En esencia esa experiencia se traduce en ese aporte no cuantificable aritméticamente pero sí de forma intangible y espiritual. Veo con tristeza que en estas sociedades mal llamadas desarrolladas, la separación por edades o por lo que materializan como productivo, desdeña el apreciar y valorar la experiencia o la noción espiritual de un ser superior que en mi caso y como Cristiana, concibo como mi relación con Dios, que traduzco como la fortaleza y los valores que quiero transmitir a mis hijos y a los más jóvenes.

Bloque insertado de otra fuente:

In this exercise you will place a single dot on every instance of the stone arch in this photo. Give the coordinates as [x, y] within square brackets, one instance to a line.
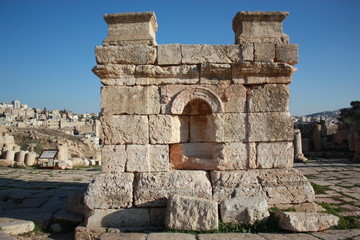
[195, 94]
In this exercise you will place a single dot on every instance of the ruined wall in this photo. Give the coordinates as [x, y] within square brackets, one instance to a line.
[175, 116]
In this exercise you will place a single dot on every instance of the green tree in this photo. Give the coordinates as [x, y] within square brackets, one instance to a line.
[350, 116]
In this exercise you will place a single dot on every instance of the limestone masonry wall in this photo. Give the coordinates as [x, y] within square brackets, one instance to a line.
[208, 121]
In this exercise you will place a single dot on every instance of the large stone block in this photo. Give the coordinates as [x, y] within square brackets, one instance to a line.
[246, 210]
[259, 27]
[136, 54]
[125, 129]
[280, 186]
[157, 75]
[110, 191]
[268, 98]
[153, 189]
[130, 100]
[165, 129]
[287, 53]
[190, 213]
[147, 158]
[115, 74]
[214, 73]
[113, 158]
[211, 156]
[115, 218]
[232, 96]
[195, 54]
[270, 126]
[306, 221]
[264, 52]
[130, 28]
[261, 72]
[275, 155]
[169, 54]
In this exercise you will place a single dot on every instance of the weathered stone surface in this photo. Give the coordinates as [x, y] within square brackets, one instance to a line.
[305, 221]
[129, 217]
[275, 155]
[169, 54]
[115, 74]
[214, 73]
[110, 191]
[246, 210]
[153, 189]
[264, 52]
[123, 236]
[156, 75]
[287, 53]
[233, 97]
[113, 158]
[232, 236]
[280, 186]
[125, 129]
[210, 156]
[174, 129]
[195, 54]
[189, 213]
[131, 54]
[130, 100]
[147, 158]
[261, 72]
[172, 236]
[15, 226]
[259, 27]
[270, 126]
[268, 98]
[247, 52]
[131, 28]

Esa fortaleza espiritual y ese conocimiento transmitido nos permite una comprensión de las dificultades de la vida y de adaptarse al entorno, muchas veces no receptivo, quizás árido pero que podemos transformar para bien de todos. No hablo de cultos o rituales, hablo de actitud positiva hacia nosotros mismos y hacia otros. Para integrarnos y superar las dificultades de adaptación, incluso para no congelarnos, tenemos que tener relaciones personales armoniosas, amar a Dios y a nosotros mismos y desarrollar un sentido de propósito.

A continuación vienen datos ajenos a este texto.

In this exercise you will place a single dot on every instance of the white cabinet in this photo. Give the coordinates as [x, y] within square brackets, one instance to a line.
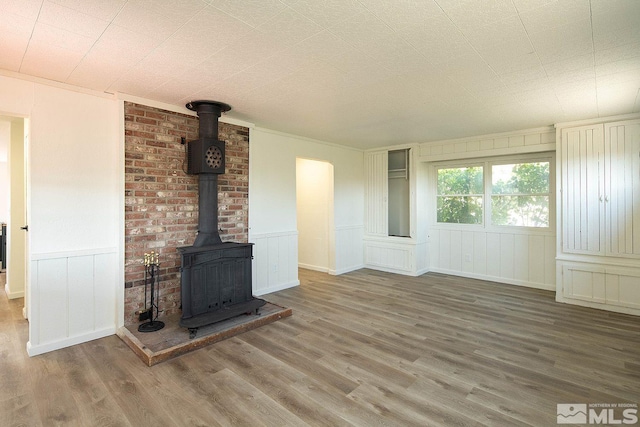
[391, 242]
[582, 189]
[599, 253]
[622, 188]
[601, 189]
[376, 200]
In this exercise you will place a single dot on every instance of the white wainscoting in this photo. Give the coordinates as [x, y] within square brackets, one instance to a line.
[73, 298]
[526, 259]
[275, 261]
[395, 256]
[600, 286]
[349, 250]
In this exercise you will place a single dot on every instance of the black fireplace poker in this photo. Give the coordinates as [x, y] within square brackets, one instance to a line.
[151, 275]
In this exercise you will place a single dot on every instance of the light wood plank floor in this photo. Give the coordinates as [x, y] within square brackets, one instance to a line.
[366, 348]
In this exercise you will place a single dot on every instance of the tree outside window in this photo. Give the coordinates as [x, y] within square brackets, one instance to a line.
[520, 194]
[460, 195]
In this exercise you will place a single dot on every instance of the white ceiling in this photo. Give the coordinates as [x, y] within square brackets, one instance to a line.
[363, 73]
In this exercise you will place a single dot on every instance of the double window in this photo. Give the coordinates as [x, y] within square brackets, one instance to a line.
[516, 193]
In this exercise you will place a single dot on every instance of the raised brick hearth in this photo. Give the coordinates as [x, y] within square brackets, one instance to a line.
[161, 200]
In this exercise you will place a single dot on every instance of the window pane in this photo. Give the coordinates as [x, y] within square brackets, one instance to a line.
[520, 178]
[460, 195]
[460, 181]
[520, 194]
[523, 211]
[460, 209]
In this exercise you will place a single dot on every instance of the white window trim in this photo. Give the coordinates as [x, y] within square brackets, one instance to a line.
[486, 163]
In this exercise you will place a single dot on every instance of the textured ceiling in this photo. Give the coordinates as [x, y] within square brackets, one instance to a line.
[363, 73]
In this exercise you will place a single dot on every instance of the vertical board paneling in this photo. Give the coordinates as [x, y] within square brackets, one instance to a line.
[526, 259]
[74, 299]
[480, 253]
[275, 262]
[455, 255]
[521, 257]
[444, 254]
[507, 255]
[466, 251]
[536, 259]
[376, 193]
[349, 249]
[582, 192]
[104, 294]
[623, 202]
[53, 310]
[493, 255]
[81, 295]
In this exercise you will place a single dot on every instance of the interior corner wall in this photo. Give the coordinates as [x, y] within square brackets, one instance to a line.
[272, 206]
[314, 203]
[5, 137]
[75, 194]
[16, 237]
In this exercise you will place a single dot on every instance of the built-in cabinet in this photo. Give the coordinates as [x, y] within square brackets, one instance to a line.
[599, 227]
[391, 242]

Es nuestra propia responsabilidad lograrlo, por eso no hay que desanimarse, yo sé que los obstáculos son muchos. el clima y la falta de oportunidades para quien llega con una cultura diferente, muchas veces desconocen nuestra educación y nos toca asumir trabajos que nunca hubiéramos pensado. Debemos mantenernos y perseverar en nuestro objetivo. Hemos venido a aportar, confiemos en nuestra fuerza interna, esa que mantuvo a Moises en el camino. Nuestros hijos con nuestro ejemplo y la confianza en Dios, serán más fuertes porque han tenido que enfrentar los mas duros combates y van a salir fortalecidos.

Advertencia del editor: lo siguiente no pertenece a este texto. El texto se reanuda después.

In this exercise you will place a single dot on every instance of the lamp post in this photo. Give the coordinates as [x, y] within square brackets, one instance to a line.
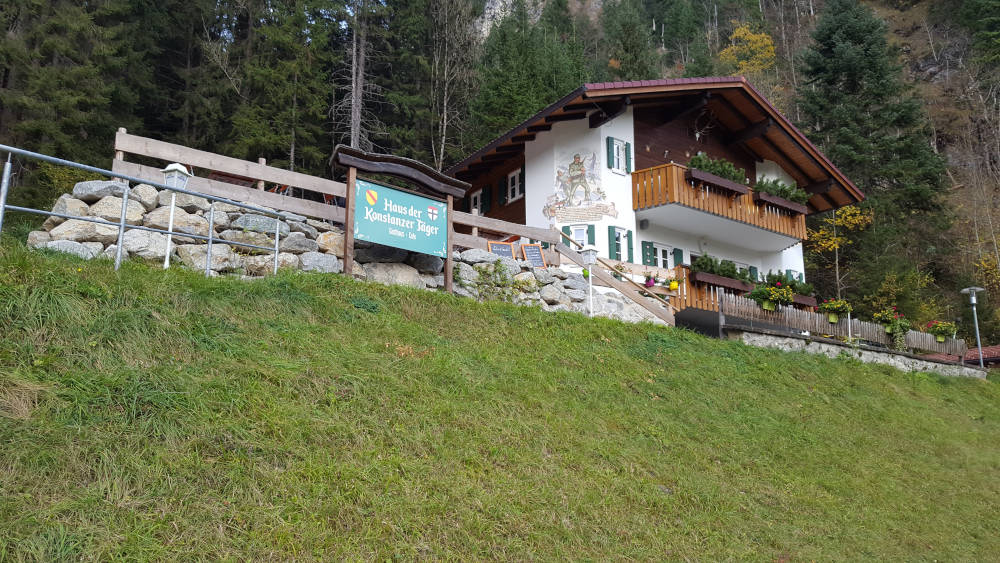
[174, 176]
[589, 254]
[971, 292]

Cuando tenemos un propósito y perseveramos porque tenemos confianza , la vida es más que simplemente sobrevivir y la superación de todos los obstáculos que hemos debido enfrentar nos anima a alcanzar el gozo de sacar nuestros hijos adelante y verlos realizados y plenos. Valoro el camino, he luchado he visto y puedo comparar con criterio, seguramente he enfrentado el frío en todas sus manifestaciones, he construido. Ahora tengo un bagaje de experiencias y una fe fortalecida, voy a regresar porque ahora puedo comparar, pero con mucho aprendizaje. Persevero en mi propósito hace falta ya poco así que no puedo desistir, voy a lograrlo tengo que pasar el curso y luego me regreso a donde mi aprendizaje sea valorado, a donde me sienta que pertenezco, donde el clima sea suave, haya colores diversos en flores y aves, pueda aportar y se valore mi experiencia junto a los míos, ver a mis hijos volar y hechos hombres de bien.